Florence Laura Goodenough (August 6, 1886 – April 4, 1959) was an American psychologist and professor at the University of Minnesota who studied child intelligence and various problems in the field of child development. She was president of the Society for Research in Child Development from 1946-1947. She is best known for published book The Measurement of Intelligence, where she introduced the Goodenough Draw-A-Man test (now the Draw-A-Person Test) to assess intelligence in young children through nonverbal measurement.  She is noted for developing the Minnesota Preschool Scale.  In 1931 she published two notable books titled Experimental Child Study (with John E. Anderson) and Anger in Young Children which analyzed the methods used in evaluating children. She wrote the Handbook of Child Psychology in 1933, becoming the first known psychologist to critique ratio I.Q.

Early life
Florence Laura Goodenough was born to Alice and Linus Goodenough on August 6, 1886, in Honesdale, Pennsylvania and was the youngest of nine children. She was home-schooled and received the equivalent of a high school diploma

Academic career 
In 1908 Goodenough graduated with a Bachelor of Pedagogy (B.Pd.) from Millersville, Pennsylvania Normal School, although there is not much documentation of her time at Millersville, she spent almost a decade teaching at rural schools in Pennsylvania before going further with her education. She then went on to earn her bachelor's (B.S.) from Columbia University in 1920, and only a year later, she received her M.A. under advisor Leta Hollingworth, at Columbia as well. From 1920-1921, she also served as the director of research for the Rutherford & Perth Amboy public schools in the state of New Jersey. It was during her time in public schools when she actually conducted a majority of her data.

It was not until 1921 when Goodenough started working with Lewis Terman at Stanford University. Terman was establishing a study on gifted children and was selecting potential researchers for his work. She was chosen, and contributed throughout the project, serving as chief field psychologist and chief research psychologist. She was listed as a contributor to Terman's book Genetic Studies of Genius, which was a rare deal for females during the time. She received her Ph.D. from Stanford University in 1924, at the age of 35. Soon after, in 1925, she joined the Institute of Child Welfare at the University of Minnesota as an Assistant Professor under John E. Anderson. She became a full-time professor in 1931 and worked until she retired in 1947. Anderson and Goodenough were noted as offering some of the first undergraduate and graduate courses in developmental psychology.

During her time at the University of Minnesota, Goodenough created the Draw-a-Man test (Goodenough-Harris Draw-A-Person Test), which could measure intelligence in children.

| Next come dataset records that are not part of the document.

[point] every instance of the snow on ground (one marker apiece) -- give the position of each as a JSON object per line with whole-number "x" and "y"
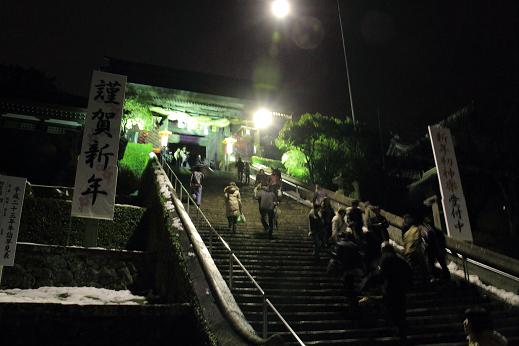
{"x": 71, "y": 295}
{"x": 509, "y": 297}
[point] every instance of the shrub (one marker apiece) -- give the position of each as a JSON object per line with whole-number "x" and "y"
{"x": 295, "y": 163}
{"x": 268, "y": 162}
{"x": 47, "y": 221}
{"x": 136, "y": 158}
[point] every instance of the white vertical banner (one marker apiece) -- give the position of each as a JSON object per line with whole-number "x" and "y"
{"x": 12, "y": 190}
{"x": 453, "y": 199}
{"x": 96, "y": 173}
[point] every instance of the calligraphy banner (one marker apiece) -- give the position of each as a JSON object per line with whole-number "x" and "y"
{"x": 12, "y": 190}
{"x": 96, "y": 173}
{"x": 453, "y": 199}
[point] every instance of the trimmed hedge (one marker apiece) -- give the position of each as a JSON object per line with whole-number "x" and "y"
{"x": 132, "y": 166}
{"x": 48, "y": 221}
{"x": 172, "y": 280}
{"x": 268, "y": 162}
{"x": 136, "y": 157}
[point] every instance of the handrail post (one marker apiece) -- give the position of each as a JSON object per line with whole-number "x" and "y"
{"x": 465, "y": 269}
{"x": 265, "y": 322}
{"x": 230, "y": 270}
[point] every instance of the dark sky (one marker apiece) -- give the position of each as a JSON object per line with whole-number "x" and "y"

She published the test in Measurement of Intelligence (1926) by drawing, which included detailed accounts of procedures, scoring, and examples. After her publication of the Draw-a-Man test, Goodenough expanded the Stanford Binet scale for children into the Minnesota Preschool Scale in 1932. Goodenough's most significant contribution to psychology was her advancement of sampling in 1928, which would become to be known as event and time sampling, a method still in extensive use to this day.

It is in one of her most underrated contributions, in which Goodenough actually conducted her time sampling, in her publication Anger in Young Children (1931), which analyzed the methods used in evaluating children. It was critiqued primarily because many questioned the use of mothers as research participants, with many doubting that nonscientists would successfully record observations for a study. Goodenough's objective was to analyze John B. Watson's assertion that newborns were primarily only capable of three different emotions; these included rage, fear, and love. She gathered forty-one participants ranging from infancy through seven years old and trained the parents to use event sampling and track the outbursts of anger they saw in their children. It was through this experiment that she suggested that children who were less than one year old, had the most notable triggers of anger due to repetitive child care, minimal physical irritations, and limitations of physical movement. However, Goodenough's research findings indicated that by the time the child reached the age of four, social interactions became the most significant basis of anger. Goodenough's findings led her to theorize that it was not the environment that was most influential in emotional development, but actually maturation in young children.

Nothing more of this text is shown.